« Quelqu’un arrive »

Les Bacchantes

© Gg, Marthe Lemelle

Le rapport que nous entretenons aux textes antiques est à l’image d’un kaléidoscope. Déformé par le temps et l’écart culturel, notre regard transforme inlassablement ces récits, qui tendent à l’universel, ainsi que leur matière même, réservoir de possibles.

Quoique Euripide ait gagné dans l’imaginaire commun sa place de monument littéraire au panthéon culturel, la plasticité de son œuvre admet et encourage le jeu de l’expérimentation. Ferdinand Barbet n’a pas peur de s’en emparer. À travers son diptyque qu’ouvre « Les Bacchantes », le jeune et talentueux metteur en scène met le mythe à l’épreuve d’une réflexion personnelle très riche, donnant ainsi naissance à une pièce époustouflante.

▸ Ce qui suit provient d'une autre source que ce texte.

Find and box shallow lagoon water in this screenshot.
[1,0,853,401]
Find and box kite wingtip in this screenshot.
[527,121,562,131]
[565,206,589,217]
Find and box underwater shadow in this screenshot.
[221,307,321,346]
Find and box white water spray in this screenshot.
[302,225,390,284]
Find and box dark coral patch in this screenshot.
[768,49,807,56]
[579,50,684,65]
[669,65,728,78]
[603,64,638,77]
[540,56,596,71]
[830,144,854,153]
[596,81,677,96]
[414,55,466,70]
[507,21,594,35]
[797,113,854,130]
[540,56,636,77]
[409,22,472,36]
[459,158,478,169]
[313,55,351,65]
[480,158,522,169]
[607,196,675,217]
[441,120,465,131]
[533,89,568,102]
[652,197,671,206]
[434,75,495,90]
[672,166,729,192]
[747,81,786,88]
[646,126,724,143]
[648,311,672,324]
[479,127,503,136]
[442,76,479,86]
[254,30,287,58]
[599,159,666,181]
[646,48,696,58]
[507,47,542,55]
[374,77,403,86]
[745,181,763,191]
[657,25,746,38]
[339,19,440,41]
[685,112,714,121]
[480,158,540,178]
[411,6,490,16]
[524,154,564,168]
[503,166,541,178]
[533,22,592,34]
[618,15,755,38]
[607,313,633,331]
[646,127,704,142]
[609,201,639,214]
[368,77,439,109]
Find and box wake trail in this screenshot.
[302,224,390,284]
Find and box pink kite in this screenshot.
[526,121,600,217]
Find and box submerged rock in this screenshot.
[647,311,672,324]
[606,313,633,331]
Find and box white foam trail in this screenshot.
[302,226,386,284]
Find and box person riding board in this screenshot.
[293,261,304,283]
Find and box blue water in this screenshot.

Dans la lutte qui oppose Dionysos et Penthée se joue un mécanisme de peur et de fascination mêlées. Face à l’Autre, à l’inconnu, les murs se dressent et la violence gronde. Le dieu « révélé » bouscule la ville de Thèbes avec son cortège de femmes et sa spiritualité qui désorientent le successeur de Cadmos. Il met à l’épreuve la résistance des hommes face à l’inconnu ; il questionne ce besoin de tracer, inlassablement, des frontières à perte de vue, dans les villes comme dans les têtes. Dionysos se propose comme la voix incarnée d’une indignation, l’envie et le besoin impérieux de transcendance. Avec deux femmes dans les rôles principaux du dieu et du régent, la pièce s’émancipe d’office d’un jeu de pouvoir convenu. Aucun filtre superflu n’entrave le conflit tragique. Chaque être vibre pour tous, accomplissant ainsi la portée universelle du texte. Louise Dupuis, qui incarne ce Dionysos vengeur, projette une voix et une présence scénique particulièrement stupéfiantes.

« Explorateur moderne » du mythe, Ferdinand Barbet renforce étroitement les liens entre théâtre et musique, en invoquant au côté des comédiens et comédiennes le duo Potochkine. En eux se trouve déjà réuni le geste et le sonore en une superbe mise en scène du pouvoir de la musique. Leur épopée musicale électronique transporte la fièvre des libations dionysiaques et donne corps à la folie créatrice. Une transe qui se transforme en exutoire et finit de parachever une certaine idée du geste antique, un idéal de réconciliation des arts au service d’une émotion transcendante.

Après la venue du dieu, le diptyque se conclut sur la figure de Narcisse, présenté comme celui qui « ne se connaît plus ». L’ensemble crée un tout cohérent, s’amusant à décliner le fameux « Who’s there? » d’« Hamlet » : celui qui se dévoile et celui qui se cache à lui-même.